Vivimos en una era de agresores. Quienes ostentan el poder están menos limitados hoy que durante mi vida, desde el fin de la Segunda Guerra Mundial.
La pregunta es: ¿cómo podemos llevar una vida moral en esta época?
Vladimir Putin lanza una guerra horrenda contra Ucrania. Tras la atrocidad de Hamás, Benjamín Netanyahu bombardea Gaza hasta dejarla en ruinas y ahora mata de hambre a sus ocupantes restantes.
Trump secuestra a miles de personas trabajadoras dentro de Estados Unidos y las encierra en campos de detención, separando a sus familias y sembrando el miedo. Sus agentes de inmigración están acusados de atacar a personas de piel morena.
Usurpa los poderes del Congreso, desafía a los tribunales y persigue a sus enemigos.
Él y sus lacayos republicanos recortaron Medicaid y los cupones de alimentos (salvavidas de los pobres, incluidos millones de niños) para que los ricos puedan obtener una reducción de impuestos.
Los sembradores de odio en la televisión y las redes sociales de derecha alimentan la intolerancia contra las personas transgénero, los inmigrantes, los musulmanes, las personas de color y las personas LGBTQ+.
Hombres poderosos abusan de mujeres. Algunos de los abusados son niños.
Los políticos masculinos poderosos hacen imposible que las mujeres obtengan abortos seguros.

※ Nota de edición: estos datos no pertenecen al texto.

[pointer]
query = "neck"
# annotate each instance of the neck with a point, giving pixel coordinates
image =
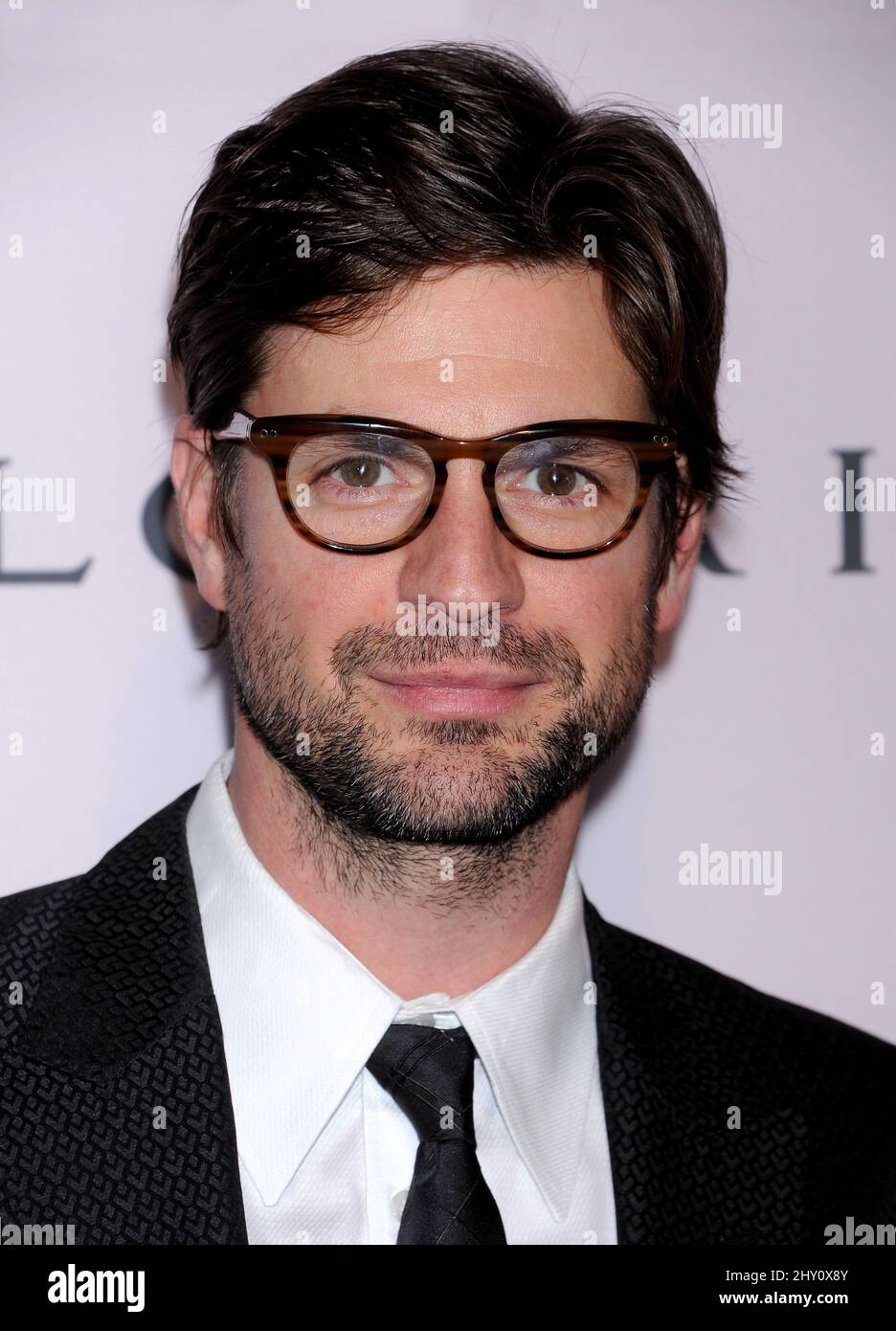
(422, 917)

Los directores ejecutivos obtienen ganancias y compensaciones récord mientras dan a los trabajadores salarios miserables y los despiden por sindicalizarse.
Los multimillonarios hacen grandes donaciones de campaña –sobornos legalizados– para que los legisladores reduzcan sus impuestos y deroguen regulaciones.
Cada uno de estos abusos de poder fomenta otros abusos y socava las normas de civilidad.
Cada vez que el más fuerte intimida al más débil, el tejido social se pone a prueba. Si no se contiene el acoso, el tejido se deshace. Quienes sufren acoso —que se sienten impotentes, vulnerables, amargados y desesperados— se convierten en pasto de los “caudillos”, demagogos que los conducen a la violencia, la guerra y la tiranía.